Search code examples
pythongoogle-cloud-platformservice-accountsgoogle-cloud-vertex-aivertex-ai-pipeline

Custom Service Account with KFP pipelines in Vertex AI


Trying to use a specific (not-default) service account for running kfp pipelines in VertexAI. JSON keys are not an option.

Ideally gets both project ID and credentials using google.auth.default(), as suggested in google.auth user guide.

So far, I've tried:

  1. Using deprecated kfp.v2.google.client.AIPlatformClient, client instantiated with project ID specified and running the pipeline with create_run_from_spec with service_account keyword argument
  2. Using google.cloud.aiplatform.pipeline_jobs.PipelineJob, object instantiated with project ID, pipeline run with submit and service_account kwarg
  3. Creating new run from cloud UI (and the JSON file created by compiling the pipeline) with service account specified.

I've tried all three with both the actual pipeline (running on custom built containers) and a minimal working example (using lightweight python components). In all cases, when I run creds, project = google.auth.default() and then printing the project and creds.service_account_email, I get a project ID I don't recognize (always the same one in all cases) and default for the service account email.

I think I must be doing something wrong, but I can't figure out what. It seems like the configuration I'm passing to the pipeline run isn't being used at all.

For reference, the MWE:

 from kfp.v2 import dsl

@dsl.component(packages_to_install=['google-auth'])
def check_auth(name:str) -> str:
    import google.auth
    creds,project = google.auth.default()
    print(f'Project is: {project}')
    print(f'Got creds for: {creds.service_account_email}')
    return project

@dsl.pipeline(
    name='adc-mwe-pipeline'
)
def pipeline() -> str:
    auth_check = check_auth(name='name')
    return auth_check.output


from google.cloud.aiplatform import pipeline_jobs
from kfp.v2 import compiler

compiler.Compiler().compile(pipeline_func=pipeline, package_path='mwe.json')
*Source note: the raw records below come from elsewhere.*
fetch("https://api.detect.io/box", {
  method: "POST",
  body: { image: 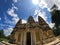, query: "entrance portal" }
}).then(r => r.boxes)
[26,32,31,45]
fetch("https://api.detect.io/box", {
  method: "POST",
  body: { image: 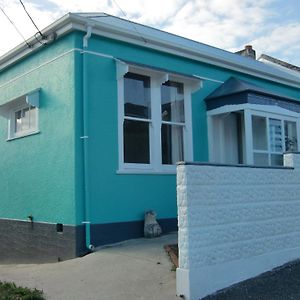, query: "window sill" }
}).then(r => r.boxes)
[6,130,40,142]
[116,166,176,175]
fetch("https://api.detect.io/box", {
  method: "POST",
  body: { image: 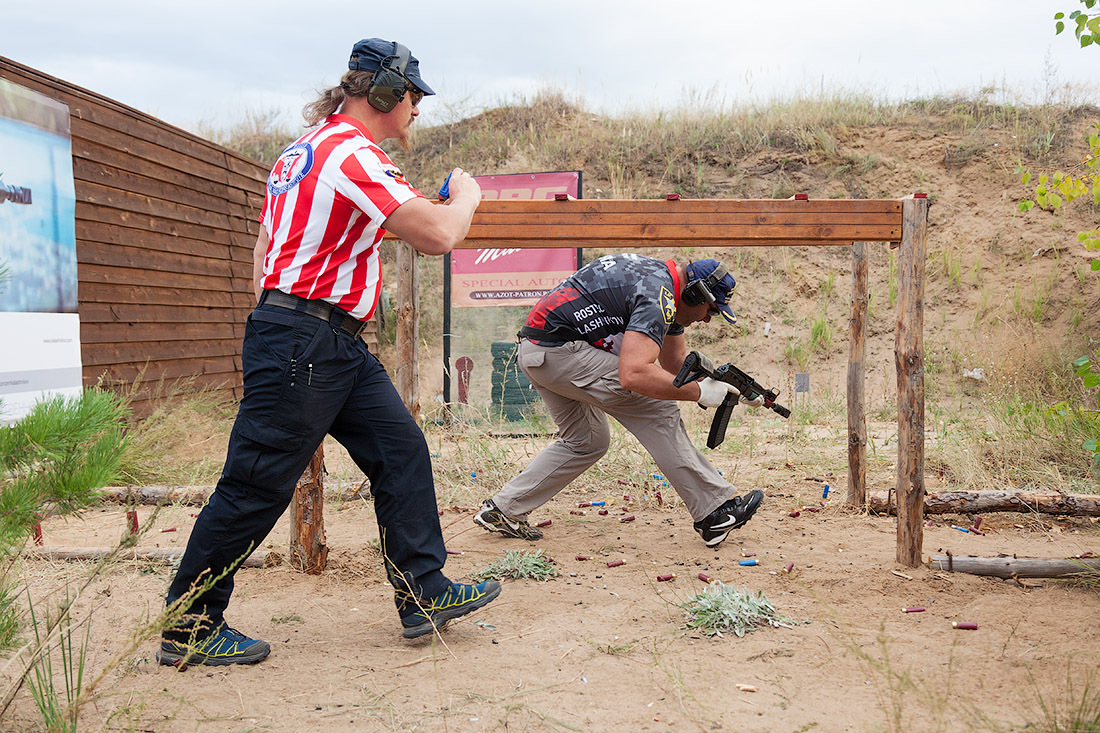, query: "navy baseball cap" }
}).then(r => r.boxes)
[686,260,737,324]
[348,39,436,96]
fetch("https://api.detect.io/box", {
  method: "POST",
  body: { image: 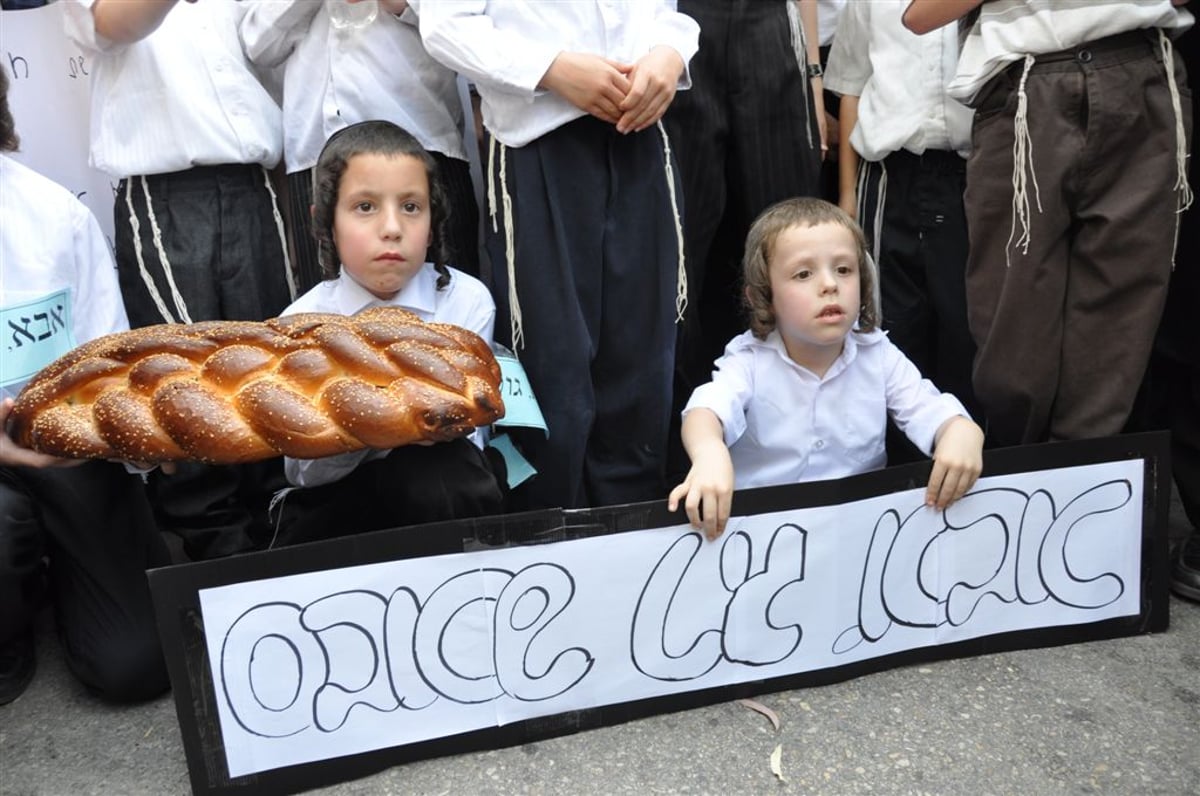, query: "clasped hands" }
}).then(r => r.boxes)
[539,44,684,133]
start_pipeline = pipeline_jobs.PipelineJob(
    display_name='mwe',
    template_path='mwe.json',
    location='some-location',
    project='my-project',
    enable_caching=False
)

start_pipeline.submit(service_account="my-service-account")

Solution

  • Figured out the correct way to use application default credentials is to not invoke credentials explicitly at all.

    So, for example, with BigQuery:

    from google.cloud import bigquery
    client = bigquery.Client(project='my_project')
    query_job = client.query(some_sql_query)
    

    Running this in the Compute Engine instance or a component in a pipeline will use the credentials of the service account attached to the Compute Engine instance or the service account used to submit the pipeline (as in the question).

    Hope this helps someone else. Quite frustrating that it isn't documented clearly.